Wynand let him cross the room and approach the desk, without a gesture of protest. Wynand thought that what he felt was curiosity–if curiosity could be blown into the dimensions of a thing from the abyss–like those drawings of beetles the size of a house advancing upon human figures in the pages of the Banner’s Sunday supplement–curiosity, because Ellsworth Toohey was still in the building, because Toohey had gained admittance past the orders given, and because Toohey was laughing.

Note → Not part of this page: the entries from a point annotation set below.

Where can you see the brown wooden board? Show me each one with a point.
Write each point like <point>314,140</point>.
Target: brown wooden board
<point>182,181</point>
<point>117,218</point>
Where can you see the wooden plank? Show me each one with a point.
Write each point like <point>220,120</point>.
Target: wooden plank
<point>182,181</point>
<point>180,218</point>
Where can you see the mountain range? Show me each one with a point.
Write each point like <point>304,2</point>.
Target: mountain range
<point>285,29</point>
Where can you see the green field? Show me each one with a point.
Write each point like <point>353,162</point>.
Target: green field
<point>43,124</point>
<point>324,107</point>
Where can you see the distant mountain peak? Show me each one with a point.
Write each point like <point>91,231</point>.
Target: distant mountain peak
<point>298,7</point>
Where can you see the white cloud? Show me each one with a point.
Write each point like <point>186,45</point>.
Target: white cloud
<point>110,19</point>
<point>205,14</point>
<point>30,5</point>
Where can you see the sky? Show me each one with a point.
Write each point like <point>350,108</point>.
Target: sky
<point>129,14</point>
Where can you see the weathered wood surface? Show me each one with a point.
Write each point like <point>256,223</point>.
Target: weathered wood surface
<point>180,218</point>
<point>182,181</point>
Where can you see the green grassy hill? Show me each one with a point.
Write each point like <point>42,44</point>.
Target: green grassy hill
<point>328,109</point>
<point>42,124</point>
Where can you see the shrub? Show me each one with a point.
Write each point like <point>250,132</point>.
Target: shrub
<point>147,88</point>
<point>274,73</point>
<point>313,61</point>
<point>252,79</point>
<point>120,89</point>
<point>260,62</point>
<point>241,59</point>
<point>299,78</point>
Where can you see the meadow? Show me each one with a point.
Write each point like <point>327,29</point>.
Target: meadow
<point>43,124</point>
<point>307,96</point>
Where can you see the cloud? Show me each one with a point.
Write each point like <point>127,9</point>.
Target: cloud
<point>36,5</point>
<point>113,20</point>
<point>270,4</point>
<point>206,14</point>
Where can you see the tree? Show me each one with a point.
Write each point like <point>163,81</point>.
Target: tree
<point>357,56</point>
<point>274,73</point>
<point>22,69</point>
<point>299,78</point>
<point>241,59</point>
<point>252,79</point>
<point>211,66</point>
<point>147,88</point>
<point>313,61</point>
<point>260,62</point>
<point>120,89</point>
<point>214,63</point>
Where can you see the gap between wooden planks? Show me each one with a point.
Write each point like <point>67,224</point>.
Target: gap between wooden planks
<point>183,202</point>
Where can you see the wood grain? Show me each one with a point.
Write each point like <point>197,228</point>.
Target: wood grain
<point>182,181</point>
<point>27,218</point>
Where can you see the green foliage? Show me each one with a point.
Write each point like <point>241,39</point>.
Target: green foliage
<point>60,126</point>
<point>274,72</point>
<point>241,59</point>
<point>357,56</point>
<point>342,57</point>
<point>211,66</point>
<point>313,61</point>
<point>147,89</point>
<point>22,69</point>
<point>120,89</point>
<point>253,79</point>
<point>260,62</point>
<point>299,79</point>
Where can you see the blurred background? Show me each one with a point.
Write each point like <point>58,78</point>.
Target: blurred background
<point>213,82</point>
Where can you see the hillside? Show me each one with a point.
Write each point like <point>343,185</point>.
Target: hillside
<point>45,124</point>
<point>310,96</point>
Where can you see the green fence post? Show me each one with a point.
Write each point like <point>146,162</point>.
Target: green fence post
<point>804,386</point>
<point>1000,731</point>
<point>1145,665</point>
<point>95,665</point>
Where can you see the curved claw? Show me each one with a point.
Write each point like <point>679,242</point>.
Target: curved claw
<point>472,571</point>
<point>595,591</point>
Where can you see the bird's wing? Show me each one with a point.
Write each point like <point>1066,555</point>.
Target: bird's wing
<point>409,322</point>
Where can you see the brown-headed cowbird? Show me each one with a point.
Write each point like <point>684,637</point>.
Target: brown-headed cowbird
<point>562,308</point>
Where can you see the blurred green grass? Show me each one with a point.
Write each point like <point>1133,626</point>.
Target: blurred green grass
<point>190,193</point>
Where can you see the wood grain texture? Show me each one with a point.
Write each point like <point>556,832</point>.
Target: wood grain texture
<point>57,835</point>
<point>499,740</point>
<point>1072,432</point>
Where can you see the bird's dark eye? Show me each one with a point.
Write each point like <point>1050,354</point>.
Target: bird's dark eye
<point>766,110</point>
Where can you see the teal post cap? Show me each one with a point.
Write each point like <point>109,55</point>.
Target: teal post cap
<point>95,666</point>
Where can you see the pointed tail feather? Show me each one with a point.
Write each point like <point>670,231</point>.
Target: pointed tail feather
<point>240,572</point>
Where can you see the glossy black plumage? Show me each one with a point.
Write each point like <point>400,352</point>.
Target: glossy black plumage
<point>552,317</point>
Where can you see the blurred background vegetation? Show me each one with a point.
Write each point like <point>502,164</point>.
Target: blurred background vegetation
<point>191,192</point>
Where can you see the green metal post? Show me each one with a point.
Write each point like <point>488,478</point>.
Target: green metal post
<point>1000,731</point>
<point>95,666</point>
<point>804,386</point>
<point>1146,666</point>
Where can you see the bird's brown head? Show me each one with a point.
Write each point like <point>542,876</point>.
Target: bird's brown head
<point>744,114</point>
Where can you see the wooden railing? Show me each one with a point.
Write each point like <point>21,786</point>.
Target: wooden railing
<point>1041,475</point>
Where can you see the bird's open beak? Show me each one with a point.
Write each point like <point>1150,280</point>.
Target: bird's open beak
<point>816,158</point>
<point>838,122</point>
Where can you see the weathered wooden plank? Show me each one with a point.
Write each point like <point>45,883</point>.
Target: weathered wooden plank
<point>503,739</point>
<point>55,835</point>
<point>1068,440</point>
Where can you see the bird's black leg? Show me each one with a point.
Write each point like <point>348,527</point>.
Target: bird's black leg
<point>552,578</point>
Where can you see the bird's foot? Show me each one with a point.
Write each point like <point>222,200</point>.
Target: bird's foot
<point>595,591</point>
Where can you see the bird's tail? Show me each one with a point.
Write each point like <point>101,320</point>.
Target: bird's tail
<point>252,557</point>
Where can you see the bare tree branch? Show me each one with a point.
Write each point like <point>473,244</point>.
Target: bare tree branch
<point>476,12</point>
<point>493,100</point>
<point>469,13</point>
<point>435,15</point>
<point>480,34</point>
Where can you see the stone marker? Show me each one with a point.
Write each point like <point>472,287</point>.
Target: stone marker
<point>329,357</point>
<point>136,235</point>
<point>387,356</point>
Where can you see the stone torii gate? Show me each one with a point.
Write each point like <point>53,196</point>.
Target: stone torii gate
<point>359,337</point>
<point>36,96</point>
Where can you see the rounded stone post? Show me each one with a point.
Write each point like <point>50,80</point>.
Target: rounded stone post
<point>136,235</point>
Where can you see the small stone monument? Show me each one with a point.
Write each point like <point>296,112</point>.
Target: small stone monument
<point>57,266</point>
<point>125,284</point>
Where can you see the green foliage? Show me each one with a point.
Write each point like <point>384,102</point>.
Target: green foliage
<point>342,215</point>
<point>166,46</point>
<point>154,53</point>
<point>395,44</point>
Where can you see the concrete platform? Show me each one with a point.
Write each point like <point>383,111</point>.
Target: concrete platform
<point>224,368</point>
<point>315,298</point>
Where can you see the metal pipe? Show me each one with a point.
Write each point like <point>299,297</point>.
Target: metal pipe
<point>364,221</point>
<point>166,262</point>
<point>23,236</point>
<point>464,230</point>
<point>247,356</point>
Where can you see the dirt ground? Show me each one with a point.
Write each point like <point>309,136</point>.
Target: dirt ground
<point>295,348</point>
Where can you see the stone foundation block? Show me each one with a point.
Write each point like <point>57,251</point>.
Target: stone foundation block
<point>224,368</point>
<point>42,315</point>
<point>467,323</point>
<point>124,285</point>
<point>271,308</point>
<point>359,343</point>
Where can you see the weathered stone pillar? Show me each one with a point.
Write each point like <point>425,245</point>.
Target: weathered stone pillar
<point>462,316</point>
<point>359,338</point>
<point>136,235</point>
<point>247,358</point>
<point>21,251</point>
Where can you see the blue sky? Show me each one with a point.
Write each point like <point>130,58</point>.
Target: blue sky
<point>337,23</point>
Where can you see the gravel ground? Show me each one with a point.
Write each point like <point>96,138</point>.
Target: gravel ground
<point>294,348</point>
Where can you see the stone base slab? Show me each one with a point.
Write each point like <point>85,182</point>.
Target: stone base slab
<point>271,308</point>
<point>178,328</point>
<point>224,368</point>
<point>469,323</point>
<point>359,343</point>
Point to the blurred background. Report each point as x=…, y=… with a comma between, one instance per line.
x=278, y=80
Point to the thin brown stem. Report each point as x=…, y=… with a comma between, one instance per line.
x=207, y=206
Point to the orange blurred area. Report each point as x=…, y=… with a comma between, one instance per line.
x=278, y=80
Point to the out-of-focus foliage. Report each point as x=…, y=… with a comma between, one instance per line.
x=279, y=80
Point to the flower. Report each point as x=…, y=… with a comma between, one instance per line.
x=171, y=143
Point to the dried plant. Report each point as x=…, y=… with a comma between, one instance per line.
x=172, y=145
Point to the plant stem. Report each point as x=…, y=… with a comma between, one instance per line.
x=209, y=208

“I came to take my leave of absence, Mr. Wynand,” said Toohey. His face was composed; it expressed no gloating; the face of an artist who knew that overdoing was defeat and achieved the supreme of offensiveness by remaining normal. “And to tell you that I’ll be back. On this job, on this column, in this building. In the interval you will have seen the nature of the mistake you’ve made. Do forgive me, I know this is in utterly bad taste, but I’ve waited for it for thirteen years and I think I can permit myself five minutes as a reward. So you were a possessive man, Mr. Wynand, and you loved your sense of property? Did you ever stop to think what it rested upon? Did you stop to secure the foundations? No, because you were a practical man. Practical men deal in bank accounts, real estate, advertising contracts and gilt-edged securities. They leave to the impractical intellectuals, like me, the amusements of putting the gilt edges through a chemical analysis to learn a few things about the nature and the source of gold. They hang on to Kream-O Pudding, and leave us such trivia as the theater, the movies, the radio, the schools, the book reviews and the criticism of architecture. Just a sop to keep us quiet if we care to waste our time playing with the inconsequentials of life, while you’re making money. Money is power. Is it, Mr. Wynand? So you were after power, Mr. Wynand? Power over men? You poor amateur! You never discovered the nature of your own ambition or you’d have known that you weren’t fit for it. You couldn’t use the methods required and you wouldn’t want the results. You’ve never been enough of a scoundrel. I don’t mind handing you that, because I don’t know which is worse: to be a great scoundrel or a gigantic fool. That’s why I’ll be back. And when I am, I’ll run this paper.”